The result in this case and the implication for future ones is that not only libraries' various CDL programs but also their other longstanding, customarily permitted activities to distribute knowledge to the public could be considered commercial activities that violate copyright. A library offering standard services to connect the public to authors' works, such as public read-aloud hours, while also conducting usual non-profit activities such as inviting donations through its website could suddenly be targeted for copyright infringement.

In support of the IA, amici respectfully submit that this Court should vacate and remand so: (1) the District Court can separately analyze each of the actual uses of the works at issue in this case under the fair use balancing test and carefully restrict their analysis and holding to those actual uses; and (2) the District Court can appropriately weigh access to knowledge and public interest in the fair use balancing test.

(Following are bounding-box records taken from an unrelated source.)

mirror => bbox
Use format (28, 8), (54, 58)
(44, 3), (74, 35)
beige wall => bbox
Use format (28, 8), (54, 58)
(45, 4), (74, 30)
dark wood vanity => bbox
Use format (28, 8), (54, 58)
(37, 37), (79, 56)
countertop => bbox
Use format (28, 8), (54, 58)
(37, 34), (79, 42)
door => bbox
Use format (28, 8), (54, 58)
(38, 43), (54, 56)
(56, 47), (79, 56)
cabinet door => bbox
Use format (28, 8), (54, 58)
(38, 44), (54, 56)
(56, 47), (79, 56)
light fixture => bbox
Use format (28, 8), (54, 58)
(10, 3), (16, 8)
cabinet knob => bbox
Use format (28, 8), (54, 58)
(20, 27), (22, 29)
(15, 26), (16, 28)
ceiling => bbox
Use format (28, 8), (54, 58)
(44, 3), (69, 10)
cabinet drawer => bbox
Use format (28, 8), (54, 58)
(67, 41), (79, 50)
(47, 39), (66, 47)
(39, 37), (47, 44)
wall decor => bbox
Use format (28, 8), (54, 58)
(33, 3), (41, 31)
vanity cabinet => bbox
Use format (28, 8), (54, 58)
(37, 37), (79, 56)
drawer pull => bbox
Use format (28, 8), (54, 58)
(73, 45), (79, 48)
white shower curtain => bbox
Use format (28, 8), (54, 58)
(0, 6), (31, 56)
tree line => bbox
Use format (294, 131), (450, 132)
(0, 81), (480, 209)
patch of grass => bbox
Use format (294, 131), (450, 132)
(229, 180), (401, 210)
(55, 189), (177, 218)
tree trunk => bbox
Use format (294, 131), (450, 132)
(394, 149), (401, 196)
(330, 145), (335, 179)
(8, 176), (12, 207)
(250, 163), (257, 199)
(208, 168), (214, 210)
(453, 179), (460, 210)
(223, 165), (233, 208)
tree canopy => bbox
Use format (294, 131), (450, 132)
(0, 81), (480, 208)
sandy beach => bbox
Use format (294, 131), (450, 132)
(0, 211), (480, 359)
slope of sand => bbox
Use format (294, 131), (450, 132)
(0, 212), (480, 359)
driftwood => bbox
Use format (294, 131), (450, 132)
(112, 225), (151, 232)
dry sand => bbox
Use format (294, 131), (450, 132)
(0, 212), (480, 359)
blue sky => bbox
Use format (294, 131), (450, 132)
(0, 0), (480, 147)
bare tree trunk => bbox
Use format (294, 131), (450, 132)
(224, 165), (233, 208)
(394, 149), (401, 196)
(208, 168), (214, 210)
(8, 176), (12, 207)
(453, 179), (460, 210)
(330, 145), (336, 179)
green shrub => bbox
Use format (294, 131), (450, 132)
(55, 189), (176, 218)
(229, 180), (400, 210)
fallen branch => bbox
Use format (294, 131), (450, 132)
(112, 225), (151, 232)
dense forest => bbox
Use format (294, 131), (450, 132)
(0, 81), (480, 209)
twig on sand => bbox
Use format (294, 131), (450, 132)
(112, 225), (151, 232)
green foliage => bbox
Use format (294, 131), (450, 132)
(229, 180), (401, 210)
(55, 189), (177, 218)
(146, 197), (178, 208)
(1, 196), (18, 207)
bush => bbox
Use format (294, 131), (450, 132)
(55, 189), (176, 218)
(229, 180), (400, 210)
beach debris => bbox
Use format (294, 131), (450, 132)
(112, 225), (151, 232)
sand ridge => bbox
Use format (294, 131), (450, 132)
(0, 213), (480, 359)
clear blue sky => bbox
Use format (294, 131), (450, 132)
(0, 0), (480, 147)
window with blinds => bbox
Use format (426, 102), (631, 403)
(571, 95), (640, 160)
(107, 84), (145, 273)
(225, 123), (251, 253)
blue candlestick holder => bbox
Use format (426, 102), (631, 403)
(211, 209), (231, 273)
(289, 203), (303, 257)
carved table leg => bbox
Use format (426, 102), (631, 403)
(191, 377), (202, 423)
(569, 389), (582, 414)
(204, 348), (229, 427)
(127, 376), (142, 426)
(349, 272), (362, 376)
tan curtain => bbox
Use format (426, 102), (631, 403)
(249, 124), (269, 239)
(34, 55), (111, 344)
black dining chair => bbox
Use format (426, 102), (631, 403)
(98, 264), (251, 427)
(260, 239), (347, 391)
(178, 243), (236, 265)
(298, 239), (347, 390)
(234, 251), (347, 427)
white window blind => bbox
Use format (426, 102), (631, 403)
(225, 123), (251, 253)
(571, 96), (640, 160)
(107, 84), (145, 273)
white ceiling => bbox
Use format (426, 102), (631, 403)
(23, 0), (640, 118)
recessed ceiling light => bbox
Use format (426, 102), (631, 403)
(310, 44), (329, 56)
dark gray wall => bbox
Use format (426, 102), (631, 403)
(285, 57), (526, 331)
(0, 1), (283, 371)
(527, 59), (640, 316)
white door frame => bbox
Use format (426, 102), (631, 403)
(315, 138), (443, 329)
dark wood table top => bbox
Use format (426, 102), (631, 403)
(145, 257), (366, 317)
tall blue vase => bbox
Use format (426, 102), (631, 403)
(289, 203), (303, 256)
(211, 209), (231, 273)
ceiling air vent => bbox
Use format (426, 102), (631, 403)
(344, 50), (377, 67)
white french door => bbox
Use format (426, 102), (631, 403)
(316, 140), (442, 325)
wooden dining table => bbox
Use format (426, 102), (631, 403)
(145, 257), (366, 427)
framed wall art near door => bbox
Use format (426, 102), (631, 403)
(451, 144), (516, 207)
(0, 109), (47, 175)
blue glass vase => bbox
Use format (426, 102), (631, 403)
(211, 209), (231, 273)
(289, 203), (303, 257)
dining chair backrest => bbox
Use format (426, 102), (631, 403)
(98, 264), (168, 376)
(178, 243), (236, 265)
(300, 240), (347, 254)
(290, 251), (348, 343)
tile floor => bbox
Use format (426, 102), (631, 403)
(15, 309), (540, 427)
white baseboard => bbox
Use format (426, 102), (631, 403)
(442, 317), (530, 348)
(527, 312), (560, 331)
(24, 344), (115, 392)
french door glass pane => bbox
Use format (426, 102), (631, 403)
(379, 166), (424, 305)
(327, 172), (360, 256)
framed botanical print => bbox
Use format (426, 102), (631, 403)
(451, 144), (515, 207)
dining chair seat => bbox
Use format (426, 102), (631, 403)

Amici address three points to help the Court's consideration of this case. First, the District Court did not conduct the required work-by-work analysis to determine fair use and failed to account for and appropriately distinguish multiple distinct uses of digitized materials which have differing methods, purposes, and impact. Second, the District Court's analysis drastically expands the definition of commerciality in the fair use balancing test. This expansion will chill many previously legitimate fair uses including by libraries as part of their mission to spread knowledge to the public. Third, this expansion of commerciality overrides the purpose of the initial Copyright Act to promote the spread of knowledge. It also counters the Copyright Act's text and Congress' intention to broadly define fair use to require it to be determined based on each use's particular circumstances.


HACHETTE BOOK GROUP, INC., Harpercollins Publishers LLC, John Wiley & Sons, Inc., Penguin Random House LLC v. Internet ARCHIVE v. Does 1-5, inclusive, U.S. Court of Appeals, Second Circuit, No. 23-1260.